Gelsenkirchen. Seit 2021 sind Gelsenkirchener Polizeikräfte mit Tasern unterwegs. Die Elektroschockpistolen sind nach Todesfällen umstritten. Eine Bilanz.

Nach zwei Todesfällen bei Polizeieinsätzen mit Elektroschockern tobt ein Streit über Risiken und Nutzen der sogenannten Distanzelektroimpulsgeräte (DEIG), umgangssprachlich auch Taser genannt. Seit 2021 gehört auch Gelsenkirchen zu den Behörden, die die Geräte im Einsatzalltag erproben. Wie fällt die Bilanz aus?

Dazu kann das hiesige Polizeipräsidium offiziell nichts sagen, bei den Tasern liegt die Zuständigkeit beim Landesamt für Zentrale Polizeiliche Dienste (LZPD). Dessen Sprecher Timm Wandel zieht ein positives Resümee: „Nach den bisherigen Erfahrungen sowohl im Projekt als auch im Echtbetrieb reicht in über drei Viertel der Einsätze in NRW die bloße Androhung“ eines Einsatzes der Elektroschockpistole, um die polizeiliche Maßnahme durchzusetzen. Ziel sei es, so der Hauptkommissar weiter, gewalttätige Übergriffe auf die Beamten und Verletzungen zu verhindern – auch des polizeilichen Gegenübers.

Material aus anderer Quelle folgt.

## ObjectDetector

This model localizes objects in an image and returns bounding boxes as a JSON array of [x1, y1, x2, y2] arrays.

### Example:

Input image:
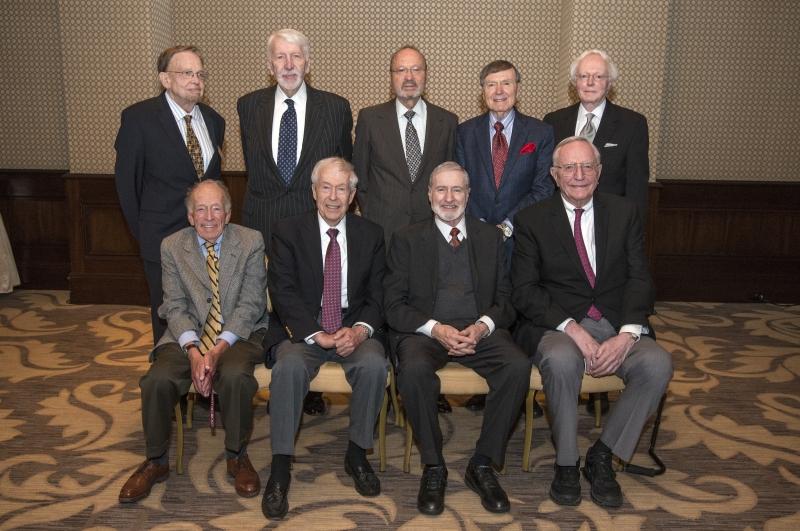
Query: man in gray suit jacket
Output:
[[512, 137, 671, 509], [119, 180, 268, 504], [353, 45, 458, 246]]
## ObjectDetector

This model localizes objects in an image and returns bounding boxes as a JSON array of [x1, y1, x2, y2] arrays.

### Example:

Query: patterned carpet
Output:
[[0, 290, 798, 530]]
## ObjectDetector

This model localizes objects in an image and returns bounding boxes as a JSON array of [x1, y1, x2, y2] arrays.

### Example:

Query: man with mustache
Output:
[[238, 28, 353, 416]]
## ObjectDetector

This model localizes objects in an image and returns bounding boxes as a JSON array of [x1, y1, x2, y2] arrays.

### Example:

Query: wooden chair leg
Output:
[[523, 390, 535, 472], [186, 392, 195, 430], [174, 402, 184, 475], [378, 389, 388, 472], [403, 418, 413, 473], [594, 396, 602, 428], [389, 367, 403, 427]]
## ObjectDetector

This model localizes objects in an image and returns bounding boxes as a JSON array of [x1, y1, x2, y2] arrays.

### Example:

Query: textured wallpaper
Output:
[[1, 0, 798, 181]]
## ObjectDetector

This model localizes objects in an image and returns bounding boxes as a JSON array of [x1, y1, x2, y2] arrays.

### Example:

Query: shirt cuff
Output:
[[179, 330, 200, 348], [503, 218, 514, 231], [477, 315, 495, 336], [556, 318, 575, 332], [417, 319, 438, 338], [353, 321, 374, 337], [218, 331, 239, 347], [305, 331, 323, 345], [619, 324, 643, 339]]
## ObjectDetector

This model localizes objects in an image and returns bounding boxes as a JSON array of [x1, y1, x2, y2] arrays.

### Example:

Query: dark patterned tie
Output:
[[492, 121, 508, 189], [449, 227, 461, 249], [573, 208, 602, 320], [404, 110, 422, 182], [321, 228, 342, 333], [184, 115, 204, 178], [200, 241, 222, 428], [277, 99, 297, 185], [579, 112, 596, 141]]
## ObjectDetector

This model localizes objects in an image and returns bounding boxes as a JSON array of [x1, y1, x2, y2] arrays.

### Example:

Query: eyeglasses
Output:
[[576, 73, 608, 82], [166, 70, 209, 81], [390, 66, 425, 75], [553, 162, 599, 177]]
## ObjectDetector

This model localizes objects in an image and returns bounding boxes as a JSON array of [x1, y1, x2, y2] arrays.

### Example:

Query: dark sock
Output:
[[469, 452, 492, 467], [225, 446, 246, 460], [271, 454, 291, 483], [346, 440, 367, 463], [150, 452, 168, 466]]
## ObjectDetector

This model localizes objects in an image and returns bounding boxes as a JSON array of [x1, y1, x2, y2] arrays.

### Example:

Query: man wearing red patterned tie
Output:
[[262, 157, 388, 519], [119, 180, 268, 503], [511, 137, 672, 509]]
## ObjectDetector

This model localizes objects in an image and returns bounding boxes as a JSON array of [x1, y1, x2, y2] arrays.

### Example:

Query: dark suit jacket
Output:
[[543, 101, 649, 215], [456, 110, 554, 227], [156, 224, 269, 356], [384, 216, 516, 351], [237, 84, 353, 256], [511, 193, 654, 354], [353, 99, 457, 245], [114, 93, 225, 262], [264, 212, 385, 351]]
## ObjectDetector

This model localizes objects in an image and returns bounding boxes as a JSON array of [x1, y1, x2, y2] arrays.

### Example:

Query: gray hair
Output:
[[268, 28, 311, 61], [311, 157, 358, 191], [185, 179, 232, 213], [552, 136, 602, 166], [569, 49, 619, 85], [429, 161, 470, 190]]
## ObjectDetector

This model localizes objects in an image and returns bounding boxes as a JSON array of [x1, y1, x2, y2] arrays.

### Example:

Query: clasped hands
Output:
[[432, 321, 489, 356], [564, 321, 634, 377], [188, 340, 230, 397], [314, 326, 368, 357]]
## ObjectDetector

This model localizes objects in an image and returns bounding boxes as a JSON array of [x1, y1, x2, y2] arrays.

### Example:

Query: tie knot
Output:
[[184, 114, 192, 124], [327, 228, 339, 239], [404, 110, 415, 121], [285, 99, 294, 109], [574, 208, 584, 220], [450, 227, 460, 240], [204, 240, 217, 257], [494, 121, 504, 133]]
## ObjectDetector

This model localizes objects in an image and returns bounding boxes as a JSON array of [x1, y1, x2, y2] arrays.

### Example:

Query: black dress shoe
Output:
[[583, 446, 623, 508], [586, 392, 610, 415], [303, 391, 326, 415], [465, 394, 486, 411], [550, 461, 581, 506], [261, 473, 291, 519], [418, 464, 447, 515], [345, 455, 380, 497], [464, 462, 510, 513], [437, 394, 452, 413]]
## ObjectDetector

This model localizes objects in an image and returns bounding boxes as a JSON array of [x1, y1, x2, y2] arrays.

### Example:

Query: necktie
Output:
[[277, 99, 297, 185], [492, 121, 508, 189], [404, 110, 422, 182], [579, 113, 596, 141], [573, 209, 602, 320], [449, 227, 461, 249], [321, 228, 342, 333], [200, 241, 223, 428], [184, 115, 204, 178]]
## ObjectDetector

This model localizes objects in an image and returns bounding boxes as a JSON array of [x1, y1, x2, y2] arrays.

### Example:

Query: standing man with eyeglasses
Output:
[[238, 29, 352, 417], [511, 137, 671, 509], [353, 45, 458, 248], [115, 45, 225, 344]]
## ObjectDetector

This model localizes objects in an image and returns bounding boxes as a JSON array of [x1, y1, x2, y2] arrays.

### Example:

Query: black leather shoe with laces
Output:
[[550, 460, 581, 506], [583, 446, 622, 508], [417, 464, 448, 515], [464, 462, 510, 513]]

Elektroschocker-Einsätze: 197 Fälle in 2021, in diesem Jahr bereits schon 250 Fälle

Dem Landesamt zufolge wurde das DEIG „im vergangenen Jahr in 197 Fällen in NRW eingesetzt. 154 Fälle davon beschränkten sich dabei auf reine Androhungen“. Aus taktischen Gründen will die Behörde lokale Zahlen nicht preisgeben. Die letzten Einsätze, bei denen die Taser tatsächlich lähmende Stromstöße in den Körper eines Angreifers in Gelsenkirchen abgaben und die von der Polizei Gelsenkirchen öffentlich gemacht wurden, erstrecken sich über einen Zeitraum von etwa einem Jahr.

Anfang Oktober dieses Jahres hatte ein renitenter Jugendlicher eine Beamtin angegriffen. Bemerkenswert: Der 18-Jährige ließ sich noch nicht einmal von ihrem Diensthund einschüchtern.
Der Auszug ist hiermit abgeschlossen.